For pure shivers, both 'The Rescue' and 'Nails' deliver on the diabolical promise of their premise; in the former, a police detective infiltrating a cult to facilitate a young girl's escape uncovers the shocking truth about the nature of the commune's dreadful deity, while the latter's depiction of a young man's unraveling mind features some of the most hygienically disquieting scenes of mental disintegration ever scribed. A different kind of depraved thought process, that of a serial killer who discovers his latest victim isn't what she seems, is detailed with chillingly realistic effect in 'The Thrill Of The Hunt', while the Viking castaways who survive their sinking longboat struggle to outlast each other as well as the legendary undersea monstrosity, 'Taurmur'.
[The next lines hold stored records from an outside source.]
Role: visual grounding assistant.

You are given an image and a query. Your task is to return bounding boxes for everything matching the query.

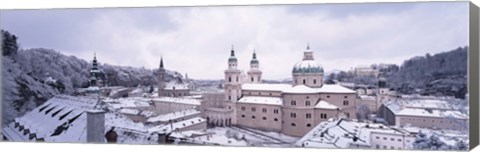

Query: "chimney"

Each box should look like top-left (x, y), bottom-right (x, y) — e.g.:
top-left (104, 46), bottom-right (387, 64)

top-left (86, 109), bottom-right (106, 143)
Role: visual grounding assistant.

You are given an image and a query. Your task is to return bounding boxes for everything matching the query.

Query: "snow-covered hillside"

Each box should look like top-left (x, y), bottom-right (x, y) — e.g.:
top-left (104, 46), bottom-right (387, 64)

top-left (2, 48), bottom-right (182, 124)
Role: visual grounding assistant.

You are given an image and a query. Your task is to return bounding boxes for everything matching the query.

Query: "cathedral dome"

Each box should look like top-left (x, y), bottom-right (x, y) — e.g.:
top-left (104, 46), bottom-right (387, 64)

top-left (292, 60), bottom-right (323, 73)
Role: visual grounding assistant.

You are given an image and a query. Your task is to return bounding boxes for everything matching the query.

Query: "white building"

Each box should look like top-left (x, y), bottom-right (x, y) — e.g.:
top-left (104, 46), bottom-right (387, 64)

top-left (380, 99), bottom-right (469, 130)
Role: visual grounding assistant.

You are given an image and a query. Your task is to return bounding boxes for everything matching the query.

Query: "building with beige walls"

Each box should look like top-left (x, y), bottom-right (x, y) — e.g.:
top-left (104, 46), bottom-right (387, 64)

top-left (379, 99), bottom-right (469, 130)
top-left (219, 46), bottom-right (356, 137)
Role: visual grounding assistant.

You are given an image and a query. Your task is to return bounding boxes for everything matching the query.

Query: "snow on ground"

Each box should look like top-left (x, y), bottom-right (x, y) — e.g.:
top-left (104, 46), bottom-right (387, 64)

top-left (171, 127), bottom-right (298, 147)
top-left (237, 128), bottom-right (300, 143)
top-left (171, 128), bottom-right (248, 146)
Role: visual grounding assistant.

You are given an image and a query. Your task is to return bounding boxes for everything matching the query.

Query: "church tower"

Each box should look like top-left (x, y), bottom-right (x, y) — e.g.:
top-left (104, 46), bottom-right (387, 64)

top-left (376, 73), bottom-right (389, 109)
top-left (89, 53), bottom-right (100, 86)
top-left (247, 50), bottom-right (262, 83)
top-left (225, 45), bottom-right (242, 102)
top-left (292, 45), bottom-right (323, 88)
top-left (158, 57), bottom-right (166, 97)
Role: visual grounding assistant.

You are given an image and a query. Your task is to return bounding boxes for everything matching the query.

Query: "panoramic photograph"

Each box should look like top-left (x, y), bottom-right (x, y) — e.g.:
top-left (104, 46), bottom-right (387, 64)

top-left (0, 2), bottom-right (473, 151)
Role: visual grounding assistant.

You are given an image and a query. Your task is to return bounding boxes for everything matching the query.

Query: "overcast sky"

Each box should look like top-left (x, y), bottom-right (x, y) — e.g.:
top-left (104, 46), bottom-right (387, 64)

top-left (0, 2), bottom-right (468, 79)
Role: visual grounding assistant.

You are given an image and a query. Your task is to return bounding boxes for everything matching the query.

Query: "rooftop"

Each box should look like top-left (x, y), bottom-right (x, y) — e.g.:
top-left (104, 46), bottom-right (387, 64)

top-left (238, 96), bottom-right (283, 105)
top-left (384, 100), bottom-right (469, 119)
top-left (152, 97), bottom-right (201, 105)
top-left (283, 85), bottom-right (320, 94)
top-left (148, 117), bottom-right (206, 133)
top-left (315, 100), bottom-right (339, 109)
top-left (147, 109), bottom-right (200, 122)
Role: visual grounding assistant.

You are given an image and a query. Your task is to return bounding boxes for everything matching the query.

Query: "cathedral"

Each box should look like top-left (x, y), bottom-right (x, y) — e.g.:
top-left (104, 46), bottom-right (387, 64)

top-left (221, 46), bottom-right (356, 137)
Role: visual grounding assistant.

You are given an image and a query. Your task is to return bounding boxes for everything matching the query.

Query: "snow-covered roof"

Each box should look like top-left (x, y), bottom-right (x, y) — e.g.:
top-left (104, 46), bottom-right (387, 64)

Many of the selections in As The Night Devours Us would make excellent cinematic adaptations, yet more than any other, it's the volume's culminating entry, 'The Banquet', that earns top accolades as a story strong enough to build a Hollywood franchise upon. Originally released as a stand-alone charity novella, the narrative focuses on Maria, a traumatized sexual assault survivor who is invited by a mysterious organization that gives women the chance to exact revenge upon their attackers. The unrelenting scenario benefits from some of the most excruciating torture scenes yet penned in modern indie horror, but the explicitness here never exploits; indeed, Maria's interior state is so devastated by her rape that the final confrontation becomes nothing less than undiluted spiritual catharsis. With its deep emotional resonance, savage gore and hints at a worldwide clandestine conspiracy, 'The Banquet' rivals such films as Last House On the Left, I Spit On Your Grave, Hostel and Martyrs in its breadth of intensity.
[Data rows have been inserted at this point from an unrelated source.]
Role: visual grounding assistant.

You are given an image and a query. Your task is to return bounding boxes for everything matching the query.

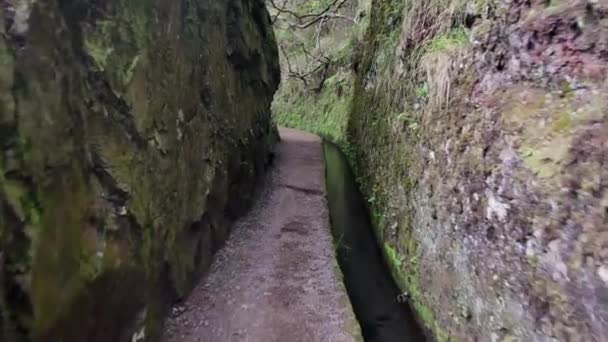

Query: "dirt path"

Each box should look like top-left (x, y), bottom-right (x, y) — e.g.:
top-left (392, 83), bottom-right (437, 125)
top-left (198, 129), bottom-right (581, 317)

top-left (165, 129), bottom-right (360, 342)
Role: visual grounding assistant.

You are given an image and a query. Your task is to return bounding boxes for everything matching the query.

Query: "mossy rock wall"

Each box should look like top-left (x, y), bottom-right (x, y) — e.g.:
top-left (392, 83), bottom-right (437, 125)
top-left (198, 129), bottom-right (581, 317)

top-left (349, 0), bottom-right (608, 341)
top-left (0, 0), bottom-right (279, 341)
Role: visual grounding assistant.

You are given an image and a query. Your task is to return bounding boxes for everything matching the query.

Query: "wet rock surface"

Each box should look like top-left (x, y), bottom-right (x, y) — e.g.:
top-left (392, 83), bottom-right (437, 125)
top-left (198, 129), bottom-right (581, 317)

top-left (164, 129), bottom-right (361, 342)
top-left (0, 0), bottom-right (279, 341)
top-left (350, 1), bottom-right (608, 341)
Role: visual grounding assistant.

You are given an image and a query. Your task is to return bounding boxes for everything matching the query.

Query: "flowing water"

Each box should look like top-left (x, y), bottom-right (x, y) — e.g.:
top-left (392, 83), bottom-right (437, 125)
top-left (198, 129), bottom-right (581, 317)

top-left (323, 142), bottom-right (426, 342)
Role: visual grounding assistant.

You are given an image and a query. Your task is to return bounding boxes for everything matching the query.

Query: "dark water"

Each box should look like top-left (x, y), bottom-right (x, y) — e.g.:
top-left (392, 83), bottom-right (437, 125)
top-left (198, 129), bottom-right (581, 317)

top-left (324, 142), bottom-right (426, 342)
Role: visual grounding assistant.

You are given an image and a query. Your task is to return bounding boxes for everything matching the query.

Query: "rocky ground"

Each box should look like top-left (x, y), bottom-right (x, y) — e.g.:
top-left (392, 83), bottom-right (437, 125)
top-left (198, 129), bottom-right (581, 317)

top-left (164, 129), bottom-right (360, 342)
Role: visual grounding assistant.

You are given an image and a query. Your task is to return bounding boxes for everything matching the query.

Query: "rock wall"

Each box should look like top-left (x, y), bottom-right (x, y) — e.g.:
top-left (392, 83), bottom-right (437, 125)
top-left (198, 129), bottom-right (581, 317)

top-left (349, 0), bottom-right (608, 341)
top-left (0, 0), bottom-right (279, 341)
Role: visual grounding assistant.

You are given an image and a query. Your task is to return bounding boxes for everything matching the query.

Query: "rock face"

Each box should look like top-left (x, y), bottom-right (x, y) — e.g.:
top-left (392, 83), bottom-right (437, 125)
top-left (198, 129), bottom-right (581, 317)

top-left (0, 0), bottom-right (279, 341)
top-left (349, 0), bottom-right (608, 341)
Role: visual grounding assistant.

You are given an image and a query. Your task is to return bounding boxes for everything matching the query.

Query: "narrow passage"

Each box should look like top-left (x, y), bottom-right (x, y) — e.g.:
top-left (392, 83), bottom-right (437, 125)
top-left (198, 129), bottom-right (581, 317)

top-left (164, 129), bottom-right (361, 342)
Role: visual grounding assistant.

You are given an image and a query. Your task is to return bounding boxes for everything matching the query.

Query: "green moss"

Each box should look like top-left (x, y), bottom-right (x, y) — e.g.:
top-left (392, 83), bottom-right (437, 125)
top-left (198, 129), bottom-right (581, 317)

top-left (424, 28), bottom-right (469, 53)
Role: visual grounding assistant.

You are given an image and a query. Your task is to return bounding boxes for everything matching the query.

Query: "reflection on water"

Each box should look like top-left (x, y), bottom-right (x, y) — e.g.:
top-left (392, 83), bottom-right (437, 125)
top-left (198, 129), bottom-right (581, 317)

top-left (324, 142), bottom-right (426, 342)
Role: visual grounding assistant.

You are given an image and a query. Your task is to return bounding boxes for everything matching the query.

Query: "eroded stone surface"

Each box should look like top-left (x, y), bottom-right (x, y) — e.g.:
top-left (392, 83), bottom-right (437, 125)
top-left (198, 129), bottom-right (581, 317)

top-left (0, 0), bottom-right (279, 341)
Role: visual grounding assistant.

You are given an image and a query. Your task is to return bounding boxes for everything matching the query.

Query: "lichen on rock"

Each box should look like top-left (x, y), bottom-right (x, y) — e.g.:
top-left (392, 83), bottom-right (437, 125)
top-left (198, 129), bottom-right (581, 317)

top-left (349, 0), bottom-right (608, 341)
top-left (0, 0), bottom-right (279, 341)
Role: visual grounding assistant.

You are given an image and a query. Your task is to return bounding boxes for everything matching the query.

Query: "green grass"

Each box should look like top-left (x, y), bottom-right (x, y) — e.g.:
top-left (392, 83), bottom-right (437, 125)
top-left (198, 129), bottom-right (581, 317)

top-left (273, 74), bottom-right (351, 150)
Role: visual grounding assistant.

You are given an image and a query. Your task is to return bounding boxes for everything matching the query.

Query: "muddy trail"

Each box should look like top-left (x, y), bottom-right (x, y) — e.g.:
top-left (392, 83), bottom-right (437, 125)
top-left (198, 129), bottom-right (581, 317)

top-left (164, 129), bottom-right (424, 342)
top-left (164, 129), bottom-right (361, 342)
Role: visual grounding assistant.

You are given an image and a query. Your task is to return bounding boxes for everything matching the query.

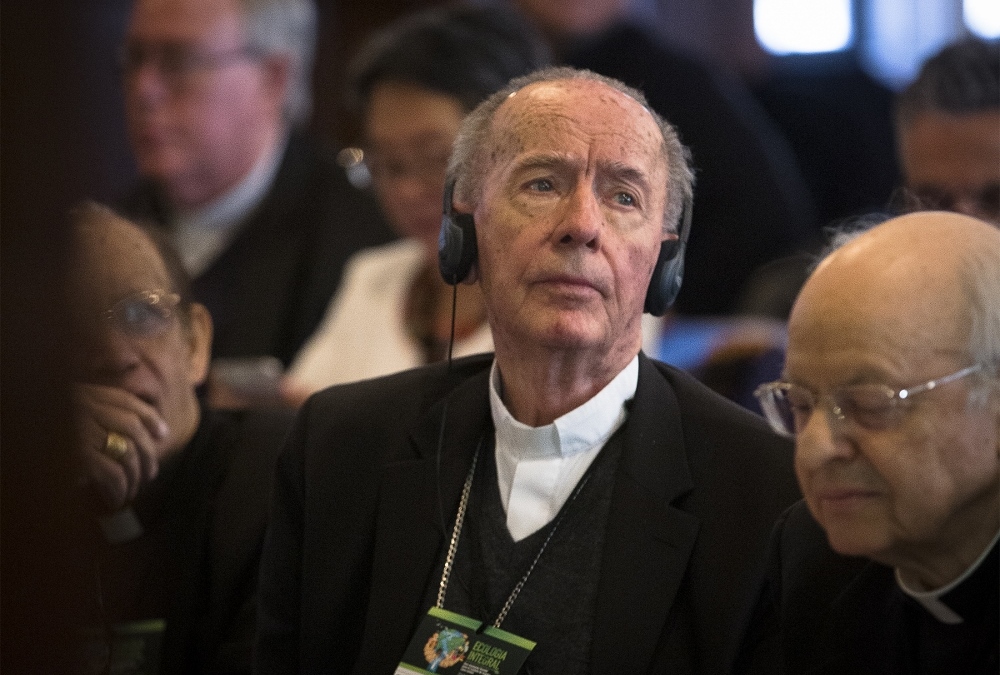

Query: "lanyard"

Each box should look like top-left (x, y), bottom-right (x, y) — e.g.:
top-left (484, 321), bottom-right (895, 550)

top-left (436, 438), bottom-right (590, 628)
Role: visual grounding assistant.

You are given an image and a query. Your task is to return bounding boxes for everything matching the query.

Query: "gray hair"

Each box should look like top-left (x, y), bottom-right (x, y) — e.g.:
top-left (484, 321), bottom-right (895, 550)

top-left (448, 67), bottom-right (694, 232)
top-left (896, 37), bottom-right (1000, 126)
top-left (239, 0), bottom-right (317, 126)
top-left (810, 214), bottom-right (1000, 402)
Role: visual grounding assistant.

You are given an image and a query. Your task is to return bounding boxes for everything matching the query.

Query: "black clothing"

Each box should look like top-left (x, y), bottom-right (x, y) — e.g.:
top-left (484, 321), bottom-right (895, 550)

top-left (735, 502), bottom-right (1000, 675)
top-left (91, 410), bottom-right (292, 675)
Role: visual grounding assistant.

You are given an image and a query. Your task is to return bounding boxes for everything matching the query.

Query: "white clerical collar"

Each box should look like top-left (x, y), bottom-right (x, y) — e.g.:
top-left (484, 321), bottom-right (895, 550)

top-left (489, 356), bottom-right (639, 541)
top-left (171, 135), bottom-right (288, 277)
top-left (896, 532), bottom-right (1000, 624)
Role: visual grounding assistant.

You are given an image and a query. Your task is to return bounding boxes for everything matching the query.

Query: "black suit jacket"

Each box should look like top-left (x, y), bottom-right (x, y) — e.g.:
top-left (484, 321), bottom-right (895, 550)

top-left (256, 355), bottom-right (797, 673)
top-left (97, 410), bottom-right (292, 675)
top-left (735, 502), bottom-right (1000, 675)
top-left (123, 134), bottom-right (394, 366)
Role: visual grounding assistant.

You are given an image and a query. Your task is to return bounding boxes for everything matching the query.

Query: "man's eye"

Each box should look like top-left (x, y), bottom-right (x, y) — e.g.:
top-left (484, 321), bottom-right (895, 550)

top-left (528, 178), bottom-right (553, 192)
top-left (615, 192), bottom-right (636, 206)
top-left (121, 302), bottom-right (164, 330)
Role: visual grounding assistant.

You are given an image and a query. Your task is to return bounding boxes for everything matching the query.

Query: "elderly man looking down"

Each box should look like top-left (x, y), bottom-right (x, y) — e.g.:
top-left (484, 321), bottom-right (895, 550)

top-left (69, 204), bottom-right (291, 675)
top-left (257, 69), bottom-right (797, 674)
top-left (743, 212), bottom-right (1000, 674)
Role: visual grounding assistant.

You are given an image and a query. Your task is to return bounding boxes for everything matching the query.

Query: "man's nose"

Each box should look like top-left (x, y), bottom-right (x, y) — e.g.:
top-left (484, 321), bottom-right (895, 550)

top-left (795, 404), bottom-right (854, 469)
top-left (555, 185), bottom-right (604, 248)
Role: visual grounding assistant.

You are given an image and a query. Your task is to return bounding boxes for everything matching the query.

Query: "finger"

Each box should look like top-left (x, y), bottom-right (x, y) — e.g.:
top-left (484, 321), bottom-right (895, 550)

top-left (79, 408), bottom-right (159, 499)
top-left (78, 385), bottom-right (165, 483)
top-left (75, 384), bottom-right (170, 440)
top-left (117, 440), bottom-right (147, 503)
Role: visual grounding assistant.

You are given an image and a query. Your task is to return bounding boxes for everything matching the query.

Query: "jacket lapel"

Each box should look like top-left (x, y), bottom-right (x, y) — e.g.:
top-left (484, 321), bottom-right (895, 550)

top-left (358, 368), bottom-right (492, 672)
top-left (591, 354), bottom-right (699, 673)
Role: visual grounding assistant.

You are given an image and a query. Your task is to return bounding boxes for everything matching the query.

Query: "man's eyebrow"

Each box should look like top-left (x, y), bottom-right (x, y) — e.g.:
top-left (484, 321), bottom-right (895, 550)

top-left (515, 152), bottom-right (573, 171)
top-left (599, 162), bottom-right (650, 192)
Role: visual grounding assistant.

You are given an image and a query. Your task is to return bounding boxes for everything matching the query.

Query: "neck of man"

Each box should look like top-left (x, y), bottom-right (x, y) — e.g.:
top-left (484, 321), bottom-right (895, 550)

top-left (494, 334), bottom-right (642, 427)
top-left (160, 123), bottom-right (287, 213)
Beautiful in its own way but not for the faint of heart, As The Night Devours Us is an all-too-rare example of what can truly be accomplished with short fiction in general and genre fiction in particular. With her flair for creating realistic characters, her unflinching resolve to push boundaries and willingness to explore, Villimey Mist's triumphant work succeeds in shaking the very pillars of contemporary horror, and it's for that reason that I feel compelled to bestow As The Night Devours Us the full 5 (out of 5) on my Fang Scale. A dark and dangerous talent arises. Prepare to be devoured.